The U.S. ship MV Cape Ray arrived on Tuesday in the southern Italian port of Gioia Tauro for the transfer and destruction of about 1,300 tons of Syrian chemical weapons, reports The Associated Press (AP).
The 648-foot (197.5-meter) U.S. government cargo ship has been fitted with two machines designed to neutralize the most toxic chemicals, including mustard gas and the raw materials for sarin nerve gas, that were removed from Syria as part of the international effort to destroy its chemical weapons.
The most dangerous chemical weapons will be transferred from the Danish vessel Ark Futura to the Cape Ray, which will move into international waters for the destruction, according to AP.
Other material will be taken to toxic wastes sites in various countries for disposal.
The international operation to destroy Syria’s stockpile of deadly chemicals is a joint Russian-U.S. plan that was endorsed by the UN Security Council last September.
The resolution was a last-minute measure to prevent an American strike on Syria in retaliation for the regime's alleged use of chemical weapons in an attack on a Damascus suburb in August that left hundreds dead.

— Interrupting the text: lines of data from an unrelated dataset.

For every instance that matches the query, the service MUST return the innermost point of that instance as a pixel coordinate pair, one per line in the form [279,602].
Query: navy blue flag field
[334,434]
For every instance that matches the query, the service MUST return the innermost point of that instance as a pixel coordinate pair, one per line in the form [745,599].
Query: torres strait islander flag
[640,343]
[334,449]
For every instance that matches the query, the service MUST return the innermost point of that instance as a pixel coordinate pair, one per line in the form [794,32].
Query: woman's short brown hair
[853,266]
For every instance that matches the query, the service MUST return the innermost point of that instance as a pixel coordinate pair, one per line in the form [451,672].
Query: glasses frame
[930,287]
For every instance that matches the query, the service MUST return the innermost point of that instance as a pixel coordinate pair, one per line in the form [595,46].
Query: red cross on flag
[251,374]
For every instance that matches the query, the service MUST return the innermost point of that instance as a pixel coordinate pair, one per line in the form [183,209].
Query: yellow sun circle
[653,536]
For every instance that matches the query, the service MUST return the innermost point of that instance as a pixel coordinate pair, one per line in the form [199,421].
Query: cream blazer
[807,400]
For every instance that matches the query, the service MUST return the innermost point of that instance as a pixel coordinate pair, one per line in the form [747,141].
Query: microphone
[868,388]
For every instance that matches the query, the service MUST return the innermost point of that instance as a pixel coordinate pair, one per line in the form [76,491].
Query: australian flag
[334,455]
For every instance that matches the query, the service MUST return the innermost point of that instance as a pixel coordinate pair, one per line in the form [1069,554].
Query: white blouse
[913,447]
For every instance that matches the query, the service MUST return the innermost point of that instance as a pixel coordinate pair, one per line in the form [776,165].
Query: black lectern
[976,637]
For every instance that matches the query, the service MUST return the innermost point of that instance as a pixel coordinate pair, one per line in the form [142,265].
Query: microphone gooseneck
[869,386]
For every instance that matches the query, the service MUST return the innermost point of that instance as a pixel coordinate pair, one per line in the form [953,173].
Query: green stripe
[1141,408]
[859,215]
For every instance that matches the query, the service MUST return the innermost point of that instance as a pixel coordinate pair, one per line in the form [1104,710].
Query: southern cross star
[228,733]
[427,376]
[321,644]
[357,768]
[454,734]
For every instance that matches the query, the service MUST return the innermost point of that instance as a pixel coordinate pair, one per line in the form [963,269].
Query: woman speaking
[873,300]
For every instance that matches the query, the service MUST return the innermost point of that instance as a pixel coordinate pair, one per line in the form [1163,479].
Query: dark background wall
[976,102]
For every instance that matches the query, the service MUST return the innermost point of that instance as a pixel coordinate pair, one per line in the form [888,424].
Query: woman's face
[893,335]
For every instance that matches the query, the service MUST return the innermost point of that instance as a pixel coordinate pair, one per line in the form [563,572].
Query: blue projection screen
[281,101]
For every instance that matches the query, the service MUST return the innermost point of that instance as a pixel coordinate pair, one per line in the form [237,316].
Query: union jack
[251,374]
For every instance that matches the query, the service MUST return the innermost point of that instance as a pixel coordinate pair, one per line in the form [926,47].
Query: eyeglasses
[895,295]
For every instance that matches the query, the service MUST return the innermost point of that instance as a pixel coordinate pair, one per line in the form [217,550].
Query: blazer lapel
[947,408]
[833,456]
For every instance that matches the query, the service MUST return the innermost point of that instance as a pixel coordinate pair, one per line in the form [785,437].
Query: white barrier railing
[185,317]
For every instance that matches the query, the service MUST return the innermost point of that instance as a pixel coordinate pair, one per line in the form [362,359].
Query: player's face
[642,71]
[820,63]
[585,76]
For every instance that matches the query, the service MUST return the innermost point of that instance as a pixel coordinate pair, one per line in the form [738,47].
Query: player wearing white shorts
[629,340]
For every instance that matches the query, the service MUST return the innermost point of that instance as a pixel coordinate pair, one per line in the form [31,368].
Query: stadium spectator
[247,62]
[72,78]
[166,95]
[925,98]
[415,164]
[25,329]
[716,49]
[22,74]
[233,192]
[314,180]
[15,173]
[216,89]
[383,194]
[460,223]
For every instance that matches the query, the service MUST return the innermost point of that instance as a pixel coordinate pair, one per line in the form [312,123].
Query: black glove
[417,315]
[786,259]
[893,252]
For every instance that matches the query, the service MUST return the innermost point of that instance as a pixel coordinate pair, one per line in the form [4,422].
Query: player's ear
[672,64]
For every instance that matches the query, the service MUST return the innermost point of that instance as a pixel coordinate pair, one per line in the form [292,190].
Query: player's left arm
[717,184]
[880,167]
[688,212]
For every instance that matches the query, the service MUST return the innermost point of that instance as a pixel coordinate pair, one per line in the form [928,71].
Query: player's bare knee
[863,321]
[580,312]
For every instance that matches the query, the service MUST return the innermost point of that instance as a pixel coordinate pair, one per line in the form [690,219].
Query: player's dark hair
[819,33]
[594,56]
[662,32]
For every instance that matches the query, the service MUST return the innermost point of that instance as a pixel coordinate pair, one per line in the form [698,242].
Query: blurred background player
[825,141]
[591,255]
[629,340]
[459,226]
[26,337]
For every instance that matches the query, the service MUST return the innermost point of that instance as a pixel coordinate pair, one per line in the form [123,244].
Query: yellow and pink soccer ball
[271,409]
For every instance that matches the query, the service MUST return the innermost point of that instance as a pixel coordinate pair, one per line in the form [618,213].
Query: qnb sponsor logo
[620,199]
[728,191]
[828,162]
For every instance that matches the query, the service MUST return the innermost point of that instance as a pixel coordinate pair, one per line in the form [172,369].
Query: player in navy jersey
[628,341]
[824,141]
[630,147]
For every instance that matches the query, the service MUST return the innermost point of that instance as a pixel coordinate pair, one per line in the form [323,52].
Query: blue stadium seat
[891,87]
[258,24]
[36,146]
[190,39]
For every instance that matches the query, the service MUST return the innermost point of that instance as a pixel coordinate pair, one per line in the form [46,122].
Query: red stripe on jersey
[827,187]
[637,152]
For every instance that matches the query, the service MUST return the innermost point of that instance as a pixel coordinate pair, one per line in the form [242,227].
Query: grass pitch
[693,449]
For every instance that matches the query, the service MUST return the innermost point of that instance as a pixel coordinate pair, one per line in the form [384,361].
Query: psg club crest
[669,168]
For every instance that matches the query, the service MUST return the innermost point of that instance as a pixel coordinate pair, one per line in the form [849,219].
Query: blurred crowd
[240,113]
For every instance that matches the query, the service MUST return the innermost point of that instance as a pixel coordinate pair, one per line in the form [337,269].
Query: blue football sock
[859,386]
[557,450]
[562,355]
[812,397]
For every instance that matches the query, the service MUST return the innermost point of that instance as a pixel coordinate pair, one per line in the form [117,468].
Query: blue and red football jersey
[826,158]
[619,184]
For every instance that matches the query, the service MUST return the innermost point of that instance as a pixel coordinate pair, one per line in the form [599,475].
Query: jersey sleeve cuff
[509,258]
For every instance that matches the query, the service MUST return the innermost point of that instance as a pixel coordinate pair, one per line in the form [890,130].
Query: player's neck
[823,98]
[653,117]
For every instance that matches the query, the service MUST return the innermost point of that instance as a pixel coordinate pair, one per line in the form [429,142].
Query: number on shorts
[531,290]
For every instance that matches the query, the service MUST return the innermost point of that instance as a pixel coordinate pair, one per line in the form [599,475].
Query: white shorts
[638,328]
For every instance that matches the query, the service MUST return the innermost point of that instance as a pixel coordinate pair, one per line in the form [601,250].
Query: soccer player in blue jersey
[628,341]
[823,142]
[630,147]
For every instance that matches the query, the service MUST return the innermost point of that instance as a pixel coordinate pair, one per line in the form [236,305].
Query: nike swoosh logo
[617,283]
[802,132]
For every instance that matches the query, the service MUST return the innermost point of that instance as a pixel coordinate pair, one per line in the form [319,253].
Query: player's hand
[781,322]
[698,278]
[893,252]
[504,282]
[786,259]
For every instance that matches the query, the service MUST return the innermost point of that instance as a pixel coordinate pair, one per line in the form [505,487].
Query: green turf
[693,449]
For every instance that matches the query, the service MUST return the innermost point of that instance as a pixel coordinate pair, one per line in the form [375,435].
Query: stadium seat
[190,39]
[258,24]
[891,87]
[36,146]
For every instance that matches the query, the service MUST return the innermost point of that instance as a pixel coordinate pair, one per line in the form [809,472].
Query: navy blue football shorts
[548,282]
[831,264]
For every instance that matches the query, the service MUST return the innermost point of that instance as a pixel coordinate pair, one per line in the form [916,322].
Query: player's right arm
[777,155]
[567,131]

Last week, after Syria missed several deadlines in the plan to move all of its declared chemical substances and precursors out of the country, the Organization for the Prohibition of Chemical Weapons announced that the final stockpile of Syria's chemical weapons had been shipped out of the country.
On the eve of the ship’s arrival, residents and even officials from Gioia Tauro and nearby towns voiced concern about potential environmental contamination as a result of the transfer and also complained that they hadn’t been told what exactly would be taking place in their backyard.
“We live this situation with uncertainty and resignation because for the last four months we continued to ask for information about it but they didn’t give it,” Domenico Madafferi, mayor of the nearby town of San Ferdinando, was quoted by AP as having said.
While the disarmament process is risky from beginning to end, those in charge stress that equally hazardous chemicals are neutralized on a daily basis around the world.